El horror de Chernobyl se ha convertido en paradigma de la amenaza nuclear, con sobradas razones, pero también lo es, sin tanta alharaca, de la degradación del sistema soviético.

 

No obstante, hay relación de causa-efecto: la catástrofe ucraniana fue posible por una monumental chapuza de seguridad basada en un suicida, salvaje ahorro de costes. Por eso aún sigue ahí, bajo el sarcófago de hormigón, el reactor descompuesto como un monstruo con las fauces abiertas dispuesto a escupir por ellas la pavorosa silueta del Quinto Jinete.

El debate sobre la energía nuclear se reactiva en cada crisis del petróleo; voces razonables -entre ellas la del comisario Almunia y hasta la de ¡un fundador de Greenpeace!- han vuelto a demandar en Europa un replanteamiento de la cuestión sin esos prejuicios ideológicos que la han caracterizado históricamente.

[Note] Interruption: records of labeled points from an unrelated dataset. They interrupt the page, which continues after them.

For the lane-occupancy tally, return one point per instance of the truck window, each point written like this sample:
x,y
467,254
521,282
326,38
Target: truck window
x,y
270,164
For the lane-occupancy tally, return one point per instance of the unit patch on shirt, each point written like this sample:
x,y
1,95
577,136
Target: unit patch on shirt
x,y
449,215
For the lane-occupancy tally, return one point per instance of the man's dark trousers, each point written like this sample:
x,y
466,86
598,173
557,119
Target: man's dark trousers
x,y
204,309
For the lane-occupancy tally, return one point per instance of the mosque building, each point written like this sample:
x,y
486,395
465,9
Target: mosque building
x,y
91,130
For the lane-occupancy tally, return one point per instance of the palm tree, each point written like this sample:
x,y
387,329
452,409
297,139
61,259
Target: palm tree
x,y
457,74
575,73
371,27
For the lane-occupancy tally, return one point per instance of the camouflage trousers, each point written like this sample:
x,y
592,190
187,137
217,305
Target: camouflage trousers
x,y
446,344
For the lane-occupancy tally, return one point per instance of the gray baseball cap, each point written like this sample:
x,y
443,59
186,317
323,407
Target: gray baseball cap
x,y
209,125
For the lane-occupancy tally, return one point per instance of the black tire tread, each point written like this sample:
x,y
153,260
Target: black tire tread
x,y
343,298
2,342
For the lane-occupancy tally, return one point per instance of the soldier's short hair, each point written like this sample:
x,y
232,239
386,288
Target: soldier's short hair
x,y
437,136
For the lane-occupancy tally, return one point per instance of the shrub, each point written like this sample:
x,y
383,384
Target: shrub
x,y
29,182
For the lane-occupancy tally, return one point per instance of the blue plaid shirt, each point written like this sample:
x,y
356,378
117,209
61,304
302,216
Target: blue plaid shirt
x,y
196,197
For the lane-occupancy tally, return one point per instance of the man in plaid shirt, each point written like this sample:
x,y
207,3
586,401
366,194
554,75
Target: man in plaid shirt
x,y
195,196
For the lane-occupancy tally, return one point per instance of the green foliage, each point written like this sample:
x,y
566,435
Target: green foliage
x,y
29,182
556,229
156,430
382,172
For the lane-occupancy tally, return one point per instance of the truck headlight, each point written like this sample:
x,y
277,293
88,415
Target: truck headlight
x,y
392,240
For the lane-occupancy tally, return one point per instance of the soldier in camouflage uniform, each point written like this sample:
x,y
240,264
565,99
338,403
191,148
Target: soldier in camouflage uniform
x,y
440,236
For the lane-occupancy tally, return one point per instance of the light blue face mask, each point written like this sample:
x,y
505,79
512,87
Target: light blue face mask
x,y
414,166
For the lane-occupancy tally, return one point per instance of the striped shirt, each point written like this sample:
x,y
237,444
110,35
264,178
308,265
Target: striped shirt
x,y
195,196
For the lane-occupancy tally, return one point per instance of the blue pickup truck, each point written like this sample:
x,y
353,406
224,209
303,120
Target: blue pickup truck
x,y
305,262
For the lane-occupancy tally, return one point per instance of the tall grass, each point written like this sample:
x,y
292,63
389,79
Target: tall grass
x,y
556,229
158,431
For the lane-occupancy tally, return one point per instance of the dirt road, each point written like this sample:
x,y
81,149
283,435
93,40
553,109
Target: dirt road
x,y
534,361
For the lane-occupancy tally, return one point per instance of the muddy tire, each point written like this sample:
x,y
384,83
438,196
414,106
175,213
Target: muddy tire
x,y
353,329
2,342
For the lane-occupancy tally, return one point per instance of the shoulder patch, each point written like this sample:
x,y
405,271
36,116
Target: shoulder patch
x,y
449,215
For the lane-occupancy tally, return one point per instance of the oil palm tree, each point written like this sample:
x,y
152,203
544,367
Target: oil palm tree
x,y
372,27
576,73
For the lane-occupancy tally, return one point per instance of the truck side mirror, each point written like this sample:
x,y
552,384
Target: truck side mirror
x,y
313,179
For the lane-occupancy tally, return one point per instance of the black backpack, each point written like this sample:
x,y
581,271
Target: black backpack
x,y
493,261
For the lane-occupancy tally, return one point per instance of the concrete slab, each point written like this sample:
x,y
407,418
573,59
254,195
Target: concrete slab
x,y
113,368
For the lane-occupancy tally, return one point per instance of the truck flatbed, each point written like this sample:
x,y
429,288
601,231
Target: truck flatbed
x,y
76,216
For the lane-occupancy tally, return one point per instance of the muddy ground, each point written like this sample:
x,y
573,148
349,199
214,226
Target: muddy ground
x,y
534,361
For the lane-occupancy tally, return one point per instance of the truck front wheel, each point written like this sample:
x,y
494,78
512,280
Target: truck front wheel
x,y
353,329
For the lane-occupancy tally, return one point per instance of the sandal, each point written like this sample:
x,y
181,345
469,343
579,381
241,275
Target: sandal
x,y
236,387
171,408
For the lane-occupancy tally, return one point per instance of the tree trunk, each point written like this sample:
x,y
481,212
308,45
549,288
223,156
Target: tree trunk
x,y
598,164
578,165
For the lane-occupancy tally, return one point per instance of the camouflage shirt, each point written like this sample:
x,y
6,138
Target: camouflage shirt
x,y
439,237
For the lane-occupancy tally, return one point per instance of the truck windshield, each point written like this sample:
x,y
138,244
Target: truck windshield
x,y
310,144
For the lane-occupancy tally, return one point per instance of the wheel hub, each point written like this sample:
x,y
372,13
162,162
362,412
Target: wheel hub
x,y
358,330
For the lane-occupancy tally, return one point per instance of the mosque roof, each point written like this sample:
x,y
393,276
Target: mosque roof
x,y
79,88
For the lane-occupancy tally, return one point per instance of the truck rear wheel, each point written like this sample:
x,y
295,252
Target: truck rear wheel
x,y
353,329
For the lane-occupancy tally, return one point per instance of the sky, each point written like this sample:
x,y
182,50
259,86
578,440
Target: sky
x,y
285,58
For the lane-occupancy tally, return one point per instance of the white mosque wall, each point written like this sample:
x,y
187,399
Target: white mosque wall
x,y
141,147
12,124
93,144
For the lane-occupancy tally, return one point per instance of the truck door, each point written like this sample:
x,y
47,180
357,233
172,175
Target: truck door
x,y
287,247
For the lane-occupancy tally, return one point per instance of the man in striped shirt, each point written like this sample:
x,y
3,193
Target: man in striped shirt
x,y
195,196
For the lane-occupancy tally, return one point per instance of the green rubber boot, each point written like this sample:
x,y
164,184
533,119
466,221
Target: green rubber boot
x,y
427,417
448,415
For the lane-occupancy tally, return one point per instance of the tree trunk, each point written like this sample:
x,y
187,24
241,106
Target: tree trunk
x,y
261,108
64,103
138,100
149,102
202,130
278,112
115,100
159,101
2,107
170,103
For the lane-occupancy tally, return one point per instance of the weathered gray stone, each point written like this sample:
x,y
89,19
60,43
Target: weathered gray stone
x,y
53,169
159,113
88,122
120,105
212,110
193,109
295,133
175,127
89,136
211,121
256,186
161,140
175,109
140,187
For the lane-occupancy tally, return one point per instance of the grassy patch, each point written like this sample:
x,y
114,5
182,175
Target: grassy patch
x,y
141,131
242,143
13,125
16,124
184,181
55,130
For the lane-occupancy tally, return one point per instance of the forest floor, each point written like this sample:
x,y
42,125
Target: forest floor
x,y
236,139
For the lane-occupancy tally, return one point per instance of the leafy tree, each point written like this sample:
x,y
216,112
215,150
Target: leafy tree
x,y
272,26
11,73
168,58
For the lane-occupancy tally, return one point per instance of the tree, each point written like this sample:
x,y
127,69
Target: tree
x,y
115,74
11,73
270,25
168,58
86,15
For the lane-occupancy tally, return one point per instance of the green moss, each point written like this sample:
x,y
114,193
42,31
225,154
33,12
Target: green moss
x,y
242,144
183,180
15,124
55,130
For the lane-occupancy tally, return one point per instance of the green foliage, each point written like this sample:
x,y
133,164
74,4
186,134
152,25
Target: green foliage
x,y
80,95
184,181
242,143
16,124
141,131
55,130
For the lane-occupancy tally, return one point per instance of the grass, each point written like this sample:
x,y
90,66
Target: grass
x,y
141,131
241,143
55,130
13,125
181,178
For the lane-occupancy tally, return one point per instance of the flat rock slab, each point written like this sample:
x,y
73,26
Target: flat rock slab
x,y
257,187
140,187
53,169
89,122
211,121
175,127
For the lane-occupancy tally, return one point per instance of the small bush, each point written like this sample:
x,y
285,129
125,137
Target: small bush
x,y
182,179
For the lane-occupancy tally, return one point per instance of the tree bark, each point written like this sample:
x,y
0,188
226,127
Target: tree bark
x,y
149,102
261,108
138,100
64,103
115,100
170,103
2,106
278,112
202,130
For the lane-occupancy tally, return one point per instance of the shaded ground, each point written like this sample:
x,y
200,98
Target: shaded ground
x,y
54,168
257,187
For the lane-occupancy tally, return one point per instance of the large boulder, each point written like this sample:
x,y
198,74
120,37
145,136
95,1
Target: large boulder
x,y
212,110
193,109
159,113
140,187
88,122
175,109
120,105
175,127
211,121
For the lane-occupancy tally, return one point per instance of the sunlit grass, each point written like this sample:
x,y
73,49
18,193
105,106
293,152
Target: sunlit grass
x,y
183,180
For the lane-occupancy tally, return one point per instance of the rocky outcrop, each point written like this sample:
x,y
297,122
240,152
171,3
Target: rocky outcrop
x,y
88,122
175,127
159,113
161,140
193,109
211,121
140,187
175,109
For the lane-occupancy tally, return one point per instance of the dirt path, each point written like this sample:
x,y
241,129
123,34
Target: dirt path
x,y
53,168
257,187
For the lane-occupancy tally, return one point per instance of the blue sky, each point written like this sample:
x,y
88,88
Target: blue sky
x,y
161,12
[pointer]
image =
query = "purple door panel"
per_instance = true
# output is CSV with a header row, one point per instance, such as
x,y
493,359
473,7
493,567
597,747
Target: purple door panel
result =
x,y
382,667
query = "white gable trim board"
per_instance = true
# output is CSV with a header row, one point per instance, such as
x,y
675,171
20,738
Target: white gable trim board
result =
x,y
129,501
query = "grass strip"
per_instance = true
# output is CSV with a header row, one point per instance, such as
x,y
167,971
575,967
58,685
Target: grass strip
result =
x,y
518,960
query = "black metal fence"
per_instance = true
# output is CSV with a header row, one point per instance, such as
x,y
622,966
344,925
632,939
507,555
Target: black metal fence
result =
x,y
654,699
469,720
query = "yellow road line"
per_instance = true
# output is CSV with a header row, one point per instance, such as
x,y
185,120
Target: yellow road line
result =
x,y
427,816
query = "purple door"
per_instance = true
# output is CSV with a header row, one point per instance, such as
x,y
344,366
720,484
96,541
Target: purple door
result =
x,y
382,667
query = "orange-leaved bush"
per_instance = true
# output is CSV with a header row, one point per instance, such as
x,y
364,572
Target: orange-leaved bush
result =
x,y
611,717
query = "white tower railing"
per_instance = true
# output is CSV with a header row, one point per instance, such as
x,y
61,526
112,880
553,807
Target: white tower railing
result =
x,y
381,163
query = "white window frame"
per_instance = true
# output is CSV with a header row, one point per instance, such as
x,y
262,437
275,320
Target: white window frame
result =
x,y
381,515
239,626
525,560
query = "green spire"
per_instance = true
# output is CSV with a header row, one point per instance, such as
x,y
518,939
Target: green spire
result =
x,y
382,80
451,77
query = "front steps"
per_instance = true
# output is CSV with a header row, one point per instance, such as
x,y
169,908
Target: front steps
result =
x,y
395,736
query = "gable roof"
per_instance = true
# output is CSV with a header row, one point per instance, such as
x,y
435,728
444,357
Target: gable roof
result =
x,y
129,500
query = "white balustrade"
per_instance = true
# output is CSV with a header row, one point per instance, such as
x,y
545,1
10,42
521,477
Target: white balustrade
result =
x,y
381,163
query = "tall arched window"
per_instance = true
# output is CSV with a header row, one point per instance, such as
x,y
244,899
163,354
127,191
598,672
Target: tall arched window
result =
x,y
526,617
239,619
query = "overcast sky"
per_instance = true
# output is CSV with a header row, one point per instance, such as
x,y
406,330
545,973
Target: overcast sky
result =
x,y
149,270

Es una energía barata, eficaz y razonablemente limpia, cuyo reverso esconde, sin embargo, los naturales demonios del miedo al Apocalipsis. Los expertos suelen indicar que en realidad no se trata de un debate sobre la energía, sino sobre la seguridad, pero no es poca cosa; el larguísimo ciclo de la radiactividad obliga a tomarse el asunto con la menor frivolidad posible. Se trata de una polémica contaminada por la batalla ideológica; una vieja bandera de la izquierda que, sin embargo, jamás fue óbice para los agresivos programas desarrollados bajo el sistema comunista.

La desnuclearización representa una opción absolutamente legítima, siempre que se trate con la necesaria coherencia. La mayoría de quienes claman contra las centrales atómicas no están dispuestos a prescindir de las comodidades de un desarrollo basado en el uso masivo de la energía. Existen al respecto actitudes perfectamente hipócritas, como las de la izquierda alemana o española, que han aprobado programas de desmantelamiento -este fin de semana se cierra Zorita- sin dejar de comprar electricidad de origen nuclear a países que, como Francia, han sido menos quisquillosos. Nosotros no la queremos, pero el lavaplatos funciona porque otros la aceptan.

Para lucir el solete sonriente de «nuclear no, gracias» es menester decir «sí, gracias» a otras fuentes energéticas que garanticen el crecimiento económico. Las llamadas alternativas gozan de muy buena prensa pero no son cuantitativamente significativas: la eólica, por ejemplo, apenas cubre un 20 por 100 de la demanda española en los días de más viento, y en las puntas de calor se vuelve inútil porque en la Península no se mueve una hoja. Por eso es una profunda irresponsabilidad la afición de la izquierda a rechazar centrales convencionales, incluso las de ciclo combinado, cuya construcción se ha convertido en una carrera de obstáculos casi siempre insalvables para las compañías energéticas. Entre nosotros pervive una protesta atávica emparentada con el antiindustrialismo que en el XIX llevaba a apedrear los ferrocarriles. Es muy fácil, pero poco honesto, desplegar radicales pancartas ecologistas cómodamente preparadas bajo la grata protección del aire acondicionado.